Income inequality in Brazil and Latin America remains high. Barros and his co-authors estimate that almost two more decades of similar progress is needed to bring income inequality in Brazil down to the world average.9 Expanding cash transfer programs like Bolsa Familia might be tough for the government, particularly in periods of tighter budgets. However, experimentation with these programs’ design (in Brazil and elsewhere) — for example, expanding Bolsa Familia benefits instead of pursuing continued increases in pensions for older Brazilians10 — can allow governments to maximize impacts while keeping a lid on program budgets.

## Footnotes

1. Speaking of giants, if we were to think of Pen’s Parade — named after the Dutch Economist Jan Pen, who imagined watching a parade from his window where people passed in order of their incomes represented by their heights — in Brazil, we’d be watching lots of very short people walk by for a long time before witnessing quite a few giants at the end. ^
2. The Gini coefficient is useful in describing changes in the distribution of incomes using a single number. However, the coefficient does not tell us whether the observed changes are due to changes at the bottom, the middle or the top of the distribution. ^
3. The chart below was recreated from a chart on page 21 of Serbian-American economist Branko Milanovic’s 2012 paper, “Global Income Inequality by the Numbers: In History and Now.” ^
4. Had the income growth rate among the poor been equal to the national average, the reduction in poverty would have been more than 60 percent lower. ^
5. The Gini coefficient in Mexico, while not as high as in Brazil, was still very high, at around 0.52 in 2000. ^
6. In the absence of experimental methods, economists usually resort to what is referred to as quasi-experimental methods, but such methods are also less useful for isolating the role of Bolsa Familia on the substantial decline in inequality in Brazil since the early 2000s. ^
7. This method of running “counter-factual simulations” described refers to the fact that the researchers run many simulations (to identify the contribution of each source in the per capita household income equation) to create counter-factual scenarios: “What would have happened if all the factors changed in exactly the same way but one factor remained constant?” Such counter-factual distributions are, of course, the result of a fictitious exercise, where each factor can be modified one at a time. In reality, it is unlikely that certain factors can vary while others stay constant. ^
8. Cash transfers can also decrease poverty and inequality by raising the productive capacity of beneficiary households, i.e. by increasing their earnings or income stream from other sources.

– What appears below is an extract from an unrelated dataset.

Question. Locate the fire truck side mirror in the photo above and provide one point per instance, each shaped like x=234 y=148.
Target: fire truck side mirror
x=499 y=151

No such evidence exists for Brazil. However, University of California, Berkeley, economics professor Paul J. Gertler and others found in 2012 that Mexico’s PROGRESA might have increased investments in productive activities among beneficiary households and raised their incomes. ^
9. According to the World Development Indicators, the latest estimate of the Gini coefficient for Brazil was 0.55 in 2009. The average Gini coefficient for the 42 countries for which data was available for the same year was 0.42. ^
10. Barros et al. reported in their 2010 study that poverty is much higher among households with children than among the elderly, while the transfers per elderly person are much larger than transfers per child. They argue that this fact gives Brazilian policymakers room to further reduce inequality without the need for additional resources by reallocating government transfers more optimally. ^

Berk Özler, currently on leave from the World Bank’s Development Research Group, is an associate professor of economics at the University of Otago in New Zealand. He blogs regularly for Development Impact.